Now that I have the approvals and disapprovals, I can create a pandas dataframe, which then can be used for analysis. 

In [33]:
import pandas as pd

#Creating separate dfs for approvals and disapprovals
df = pd.DataFrame(list(approvals.items()),columns = ['Date','Approval Rating'])
df2 = pd.DataFrame(list(disapprovals.items()),columns = ['Date','Disapproval Rating'])

#Joining the dataframes and converting the 'Date' columns to dtype = datetime
df3 = df.merge(df2, on = 'Date',how = 'left')
df3['Date'] = pd.to_datetime(df3['Date'])
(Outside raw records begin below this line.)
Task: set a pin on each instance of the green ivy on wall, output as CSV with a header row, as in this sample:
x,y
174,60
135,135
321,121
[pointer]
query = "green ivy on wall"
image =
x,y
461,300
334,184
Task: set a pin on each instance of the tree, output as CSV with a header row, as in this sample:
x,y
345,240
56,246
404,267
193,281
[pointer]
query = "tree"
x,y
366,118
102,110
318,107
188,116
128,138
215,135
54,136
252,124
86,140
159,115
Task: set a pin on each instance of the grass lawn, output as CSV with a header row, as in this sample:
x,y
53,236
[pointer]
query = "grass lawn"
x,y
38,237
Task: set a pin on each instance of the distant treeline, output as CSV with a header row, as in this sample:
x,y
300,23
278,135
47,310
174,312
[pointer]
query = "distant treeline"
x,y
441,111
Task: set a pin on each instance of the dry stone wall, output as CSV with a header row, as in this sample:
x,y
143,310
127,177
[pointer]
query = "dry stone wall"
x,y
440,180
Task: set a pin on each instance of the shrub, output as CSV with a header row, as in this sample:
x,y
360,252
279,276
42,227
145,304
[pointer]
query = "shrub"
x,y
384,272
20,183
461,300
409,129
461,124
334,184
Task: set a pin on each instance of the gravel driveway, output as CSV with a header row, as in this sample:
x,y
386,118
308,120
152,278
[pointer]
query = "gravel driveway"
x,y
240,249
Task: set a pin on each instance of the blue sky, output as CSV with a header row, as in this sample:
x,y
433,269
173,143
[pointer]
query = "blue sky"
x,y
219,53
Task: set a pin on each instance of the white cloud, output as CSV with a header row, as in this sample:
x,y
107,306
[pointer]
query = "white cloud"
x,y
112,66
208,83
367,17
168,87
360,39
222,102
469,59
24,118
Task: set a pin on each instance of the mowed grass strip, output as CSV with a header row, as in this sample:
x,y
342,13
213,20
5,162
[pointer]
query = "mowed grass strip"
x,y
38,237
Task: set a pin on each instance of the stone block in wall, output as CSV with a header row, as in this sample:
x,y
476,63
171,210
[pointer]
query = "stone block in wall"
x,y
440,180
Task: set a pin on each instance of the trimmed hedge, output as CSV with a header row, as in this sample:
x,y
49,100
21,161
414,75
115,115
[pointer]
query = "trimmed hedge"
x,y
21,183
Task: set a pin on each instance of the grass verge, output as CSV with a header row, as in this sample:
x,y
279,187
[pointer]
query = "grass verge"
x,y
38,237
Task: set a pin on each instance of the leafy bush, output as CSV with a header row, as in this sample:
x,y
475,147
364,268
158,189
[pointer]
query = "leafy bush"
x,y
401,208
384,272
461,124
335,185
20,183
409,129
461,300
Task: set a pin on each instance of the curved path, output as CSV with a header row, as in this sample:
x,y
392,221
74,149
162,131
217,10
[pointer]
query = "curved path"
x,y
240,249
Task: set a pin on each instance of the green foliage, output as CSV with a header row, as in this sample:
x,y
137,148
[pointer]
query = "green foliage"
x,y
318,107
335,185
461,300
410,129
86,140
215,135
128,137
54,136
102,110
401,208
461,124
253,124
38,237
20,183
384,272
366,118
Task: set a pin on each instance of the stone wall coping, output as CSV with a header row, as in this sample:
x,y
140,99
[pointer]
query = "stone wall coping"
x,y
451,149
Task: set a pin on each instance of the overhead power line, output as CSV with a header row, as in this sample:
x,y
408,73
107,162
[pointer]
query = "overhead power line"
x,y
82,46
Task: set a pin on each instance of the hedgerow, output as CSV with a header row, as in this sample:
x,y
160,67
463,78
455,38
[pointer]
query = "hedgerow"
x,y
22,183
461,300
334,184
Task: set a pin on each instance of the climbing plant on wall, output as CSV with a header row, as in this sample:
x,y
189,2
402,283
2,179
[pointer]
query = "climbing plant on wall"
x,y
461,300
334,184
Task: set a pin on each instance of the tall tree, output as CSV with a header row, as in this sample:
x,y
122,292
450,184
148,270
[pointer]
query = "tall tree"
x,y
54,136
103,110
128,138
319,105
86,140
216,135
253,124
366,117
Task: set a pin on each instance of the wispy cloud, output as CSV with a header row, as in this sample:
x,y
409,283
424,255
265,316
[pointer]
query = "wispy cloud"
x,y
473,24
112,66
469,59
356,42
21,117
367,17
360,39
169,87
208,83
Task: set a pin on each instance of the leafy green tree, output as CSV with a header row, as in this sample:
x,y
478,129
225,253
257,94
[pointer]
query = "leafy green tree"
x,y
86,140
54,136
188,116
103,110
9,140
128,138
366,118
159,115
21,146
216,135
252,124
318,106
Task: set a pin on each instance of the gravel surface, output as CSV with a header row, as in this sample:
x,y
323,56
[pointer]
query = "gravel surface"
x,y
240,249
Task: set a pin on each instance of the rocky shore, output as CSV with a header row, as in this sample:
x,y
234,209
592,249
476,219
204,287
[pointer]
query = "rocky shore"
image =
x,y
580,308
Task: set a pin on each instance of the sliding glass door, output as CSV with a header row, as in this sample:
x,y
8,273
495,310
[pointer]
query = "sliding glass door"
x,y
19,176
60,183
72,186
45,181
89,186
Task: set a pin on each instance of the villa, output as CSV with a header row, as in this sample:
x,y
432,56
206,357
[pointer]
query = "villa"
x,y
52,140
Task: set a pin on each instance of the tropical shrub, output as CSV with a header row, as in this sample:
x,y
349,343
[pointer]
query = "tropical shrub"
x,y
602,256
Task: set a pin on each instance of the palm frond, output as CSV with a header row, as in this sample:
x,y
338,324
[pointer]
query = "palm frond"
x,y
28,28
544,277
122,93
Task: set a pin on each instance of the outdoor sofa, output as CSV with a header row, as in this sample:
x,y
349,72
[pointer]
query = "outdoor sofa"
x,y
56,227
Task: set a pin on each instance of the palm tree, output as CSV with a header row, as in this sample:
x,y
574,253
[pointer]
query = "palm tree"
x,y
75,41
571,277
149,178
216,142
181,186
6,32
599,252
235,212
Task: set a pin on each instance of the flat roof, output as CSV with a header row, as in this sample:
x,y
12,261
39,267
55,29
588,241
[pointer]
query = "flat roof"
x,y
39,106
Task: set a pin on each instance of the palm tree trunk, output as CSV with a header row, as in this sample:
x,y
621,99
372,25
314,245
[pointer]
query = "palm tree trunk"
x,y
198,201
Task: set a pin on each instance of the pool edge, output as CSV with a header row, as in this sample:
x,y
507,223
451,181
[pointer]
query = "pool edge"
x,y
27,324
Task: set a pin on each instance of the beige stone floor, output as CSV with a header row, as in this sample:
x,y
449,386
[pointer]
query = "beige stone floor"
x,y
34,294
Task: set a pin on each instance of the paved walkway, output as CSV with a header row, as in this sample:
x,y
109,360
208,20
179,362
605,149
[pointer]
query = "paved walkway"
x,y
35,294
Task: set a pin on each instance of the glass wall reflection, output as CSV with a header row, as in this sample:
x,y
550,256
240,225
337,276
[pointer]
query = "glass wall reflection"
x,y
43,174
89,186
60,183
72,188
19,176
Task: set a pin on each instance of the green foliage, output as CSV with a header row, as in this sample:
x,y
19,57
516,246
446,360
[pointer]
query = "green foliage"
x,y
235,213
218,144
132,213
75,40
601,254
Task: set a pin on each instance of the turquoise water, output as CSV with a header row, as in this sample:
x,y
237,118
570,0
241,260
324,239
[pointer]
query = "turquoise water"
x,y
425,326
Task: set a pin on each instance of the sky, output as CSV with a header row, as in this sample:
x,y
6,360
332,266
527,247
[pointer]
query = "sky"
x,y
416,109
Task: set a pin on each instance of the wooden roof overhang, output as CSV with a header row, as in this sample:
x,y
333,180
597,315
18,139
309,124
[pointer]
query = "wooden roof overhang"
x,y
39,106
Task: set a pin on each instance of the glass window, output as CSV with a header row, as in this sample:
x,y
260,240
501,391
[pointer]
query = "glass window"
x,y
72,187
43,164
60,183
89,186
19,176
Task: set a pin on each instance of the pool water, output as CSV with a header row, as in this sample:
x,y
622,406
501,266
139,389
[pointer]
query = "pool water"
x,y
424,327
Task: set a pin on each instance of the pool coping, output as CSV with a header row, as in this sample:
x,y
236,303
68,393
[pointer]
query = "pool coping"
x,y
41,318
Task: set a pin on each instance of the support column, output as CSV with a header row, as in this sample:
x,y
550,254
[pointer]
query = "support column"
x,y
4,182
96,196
#Inspect the top 10 rows of the dataframe
df3.head(10)


Unnamed: 0,Date,Approval Rating,Disapproval Rating
0,2017-01-23,45.46693,41.26452
1,2017-01-24,45.44264,41.87849
2,2017-01-25,47.76497,42.52911
3,2017-01-26,44.37598,41.06081
4,2017-01-27,44.13586,41.67268
5,2017-01-28,43.87527,41.91362
6,2017-01-29,44.14589,42.2247
7,2017-01-30,44.09903,42.45613
8,2017-01-31,44.34048,43.45351
9,2017-02-01,44.79341,44.69287


## Visualizing the Data

Now that I have some useful data, I can start to vizualize it. I won't be able to create a VIZ identical to the top picture, but I can at least show the trend in the data. To do this, I'm going to use the python library bokeh.

In [70]:
from IPython.display import display, Markdown
import bokeh
from bokeh.plotting import figure, output_file, show
from bokeh.io import output_notebook
from bokeh.layouts import column
from bokeh.models import CustomJS, ColumnDataSource, Slider
from bokeh.io import show
from bokeh.models import HoverTool
output_notebook ()

In [101]:
p = figure(title="Trump Approval Rating",x_axis_type="datetime",plot_width=600, plot_height=400,
          y_range = (20,70))

p.grid.grid_line_alpha=0.3
p.xaxis.axis_label = 'Date'
p.yaxis.axis_label = 'Rating'
p.line(x=df3['Date'], y=df3['Approval Rating'],
      line_color = 'Green',line_width = 3, legend = 'Approval Rating')
p.line(x=df3['Date'], y=df3['Disapproval Rating'],
      line_color = 'lightcoral', line_width = 3,legend = 'Diapproval Rating')
p.legend.location = "bottom_left"

show(p)

That's it for now - my preffered visual tool is Tableau - which I am much more familiar with. In there I could creat a VIZ much more similar to the original one.